In response to a question, Harsh Vardhan further stated that the notification was not a “prestige issue” for the government, and that suggestions submitted to the government so far would be reviewed.
A major row erupted after the government’s order was issued on May 23, with protests being held in some parts of the country, and Opposition politicians crying foul. West Bengal Chief Minister Mamata Banerjee had described the ban as “undemocratic and unconstitutional” and said that her government would not abide by it. Kerala Chief Minister Pinarayi Vijayan had called for a nation-wide agitation against the notification. “Lakhs of people will lose their jobs due to the ban,” he wrote in a Facebook post. “There should be a nation-wide protest against the decision.” He also called it “against the secular character of the nation”.

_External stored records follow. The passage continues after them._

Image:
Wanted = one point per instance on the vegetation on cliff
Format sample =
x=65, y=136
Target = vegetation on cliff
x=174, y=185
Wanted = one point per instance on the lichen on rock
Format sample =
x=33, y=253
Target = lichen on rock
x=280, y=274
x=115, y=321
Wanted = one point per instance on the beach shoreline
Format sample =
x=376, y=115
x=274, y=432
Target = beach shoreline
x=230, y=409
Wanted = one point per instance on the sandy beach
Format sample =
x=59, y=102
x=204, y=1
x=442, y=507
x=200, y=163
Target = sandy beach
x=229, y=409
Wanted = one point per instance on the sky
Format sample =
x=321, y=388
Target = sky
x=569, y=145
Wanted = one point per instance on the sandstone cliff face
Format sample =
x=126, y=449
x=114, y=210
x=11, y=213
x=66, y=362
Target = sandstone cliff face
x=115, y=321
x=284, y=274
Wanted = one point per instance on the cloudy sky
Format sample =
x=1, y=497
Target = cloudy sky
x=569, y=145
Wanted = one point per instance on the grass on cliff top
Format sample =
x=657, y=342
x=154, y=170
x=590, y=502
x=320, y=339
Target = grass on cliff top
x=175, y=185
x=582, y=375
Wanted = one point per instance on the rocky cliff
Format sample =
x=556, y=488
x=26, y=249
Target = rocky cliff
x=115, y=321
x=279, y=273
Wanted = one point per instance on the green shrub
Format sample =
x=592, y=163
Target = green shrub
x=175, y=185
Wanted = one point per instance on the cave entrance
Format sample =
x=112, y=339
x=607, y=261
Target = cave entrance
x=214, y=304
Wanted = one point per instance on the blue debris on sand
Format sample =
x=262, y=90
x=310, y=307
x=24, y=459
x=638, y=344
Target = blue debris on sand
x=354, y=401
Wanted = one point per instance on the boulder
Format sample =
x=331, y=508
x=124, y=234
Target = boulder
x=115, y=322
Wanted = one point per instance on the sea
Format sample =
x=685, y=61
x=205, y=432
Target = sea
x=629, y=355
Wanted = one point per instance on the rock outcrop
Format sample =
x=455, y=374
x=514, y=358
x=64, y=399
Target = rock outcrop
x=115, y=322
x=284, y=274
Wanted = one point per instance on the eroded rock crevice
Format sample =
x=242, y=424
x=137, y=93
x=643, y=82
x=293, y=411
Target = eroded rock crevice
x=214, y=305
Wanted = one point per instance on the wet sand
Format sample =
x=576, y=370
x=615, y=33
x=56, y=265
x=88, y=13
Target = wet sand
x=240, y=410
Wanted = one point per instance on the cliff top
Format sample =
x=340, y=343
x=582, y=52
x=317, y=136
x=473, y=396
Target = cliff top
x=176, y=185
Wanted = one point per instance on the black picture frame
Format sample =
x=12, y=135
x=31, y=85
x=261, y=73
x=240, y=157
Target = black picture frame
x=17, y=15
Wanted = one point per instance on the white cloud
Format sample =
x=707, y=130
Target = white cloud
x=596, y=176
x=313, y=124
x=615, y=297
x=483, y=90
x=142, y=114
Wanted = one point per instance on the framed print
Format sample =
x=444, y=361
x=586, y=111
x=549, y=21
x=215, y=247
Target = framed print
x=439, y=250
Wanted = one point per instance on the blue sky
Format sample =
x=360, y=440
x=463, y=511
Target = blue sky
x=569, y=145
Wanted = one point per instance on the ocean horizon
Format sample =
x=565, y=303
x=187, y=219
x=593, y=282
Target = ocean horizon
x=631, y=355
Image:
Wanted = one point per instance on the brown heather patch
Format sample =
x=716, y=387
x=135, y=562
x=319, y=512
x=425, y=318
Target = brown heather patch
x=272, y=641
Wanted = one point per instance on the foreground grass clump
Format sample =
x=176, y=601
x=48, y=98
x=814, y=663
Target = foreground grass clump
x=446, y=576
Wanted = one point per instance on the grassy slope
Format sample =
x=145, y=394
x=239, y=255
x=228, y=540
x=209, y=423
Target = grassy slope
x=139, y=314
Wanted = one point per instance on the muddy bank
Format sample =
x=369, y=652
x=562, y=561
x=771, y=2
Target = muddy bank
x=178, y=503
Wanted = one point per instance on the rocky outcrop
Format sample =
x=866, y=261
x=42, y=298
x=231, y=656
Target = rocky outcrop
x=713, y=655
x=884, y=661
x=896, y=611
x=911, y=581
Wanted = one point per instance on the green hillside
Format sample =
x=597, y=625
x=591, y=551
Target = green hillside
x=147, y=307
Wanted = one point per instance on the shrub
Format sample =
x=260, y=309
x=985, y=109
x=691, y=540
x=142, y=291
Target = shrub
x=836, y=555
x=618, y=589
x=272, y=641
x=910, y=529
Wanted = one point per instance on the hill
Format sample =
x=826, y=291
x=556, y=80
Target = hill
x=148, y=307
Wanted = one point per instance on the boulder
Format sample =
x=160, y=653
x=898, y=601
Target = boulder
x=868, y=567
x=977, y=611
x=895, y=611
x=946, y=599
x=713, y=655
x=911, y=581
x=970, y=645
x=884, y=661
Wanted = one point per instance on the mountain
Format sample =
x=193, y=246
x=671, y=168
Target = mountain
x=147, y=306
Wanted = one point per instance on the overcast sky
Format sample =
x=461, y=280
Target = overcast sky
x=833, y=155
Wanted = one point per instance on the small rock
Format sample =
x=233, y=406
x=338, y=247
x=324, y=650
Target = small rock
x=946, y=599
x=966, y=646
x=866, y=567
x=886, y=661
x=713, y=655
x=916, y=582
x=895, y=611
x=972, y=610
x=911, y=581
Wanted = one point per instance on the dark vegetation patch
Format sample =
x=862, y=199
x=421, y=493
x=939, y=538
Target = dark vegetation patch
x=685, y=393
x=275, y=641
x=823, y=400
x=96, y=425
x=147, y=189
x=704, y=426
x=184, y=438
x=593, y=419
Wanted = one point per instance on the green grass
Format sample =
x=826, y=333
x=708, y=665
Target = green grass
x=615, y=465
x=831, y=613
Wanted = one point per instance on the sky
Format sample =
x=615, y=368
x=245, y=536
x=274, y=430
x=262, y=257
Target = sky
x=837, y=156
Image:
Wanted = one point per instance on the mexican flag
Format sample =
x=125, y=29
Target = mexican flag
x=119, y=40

Opposition party Dravida Munnetra Kazhagam in Tamil Nadu attacked the Edappadi Palanisamy government for “keeping mum” on the issue. The Congress government in Karnataka had also protested the notification.
Even Bharatiya Janata Party leaders from the North East have expressed concern over the notification. On Thursday, Bernard Marak, West Garo Hills district president of the BJP in Meghalaya, quit the party saying, “The BJP is trying to impose its ideology on us.” He had earlier promised to lower the price of beef in Meghalaya if the BJP came to power in the 2018 Assembly elections.
Protests have been held in some parts of the country, including Kerala and Tamil Nadu. Last Saturday, Youth Congress workers in Kerala’s Kannur held a beef festival, and slaughtered a calf in public. The men were arrested after a complaint was filed by the BJP’s Yuva Morcha.
A beef-eating contest was held at IIT Madras, during which a student was attacked. R Sooraj, an aerospace engineering PhD student, was surrounded and thrashed by a group of students during lunch time at a hostel canteen, reported Hindustan Times. The attackers are believed to be from the Akhil Bharatiya Vidyarthi Parishad, and had allegedly issued death threats to all beef-eaters on campus, the Indian Express reported.
The new rules formulated under the Prevention of Cruelty to Animals Act disallow the sale of cattle – cows, buffaloes, bullocks, calves and camels – for slaughter in animal markets. The government had defended the notification, with Finance Minister Arun Jaitley stating that it had nothing to do with state laws on cow slaughter, but only affected the place of sale.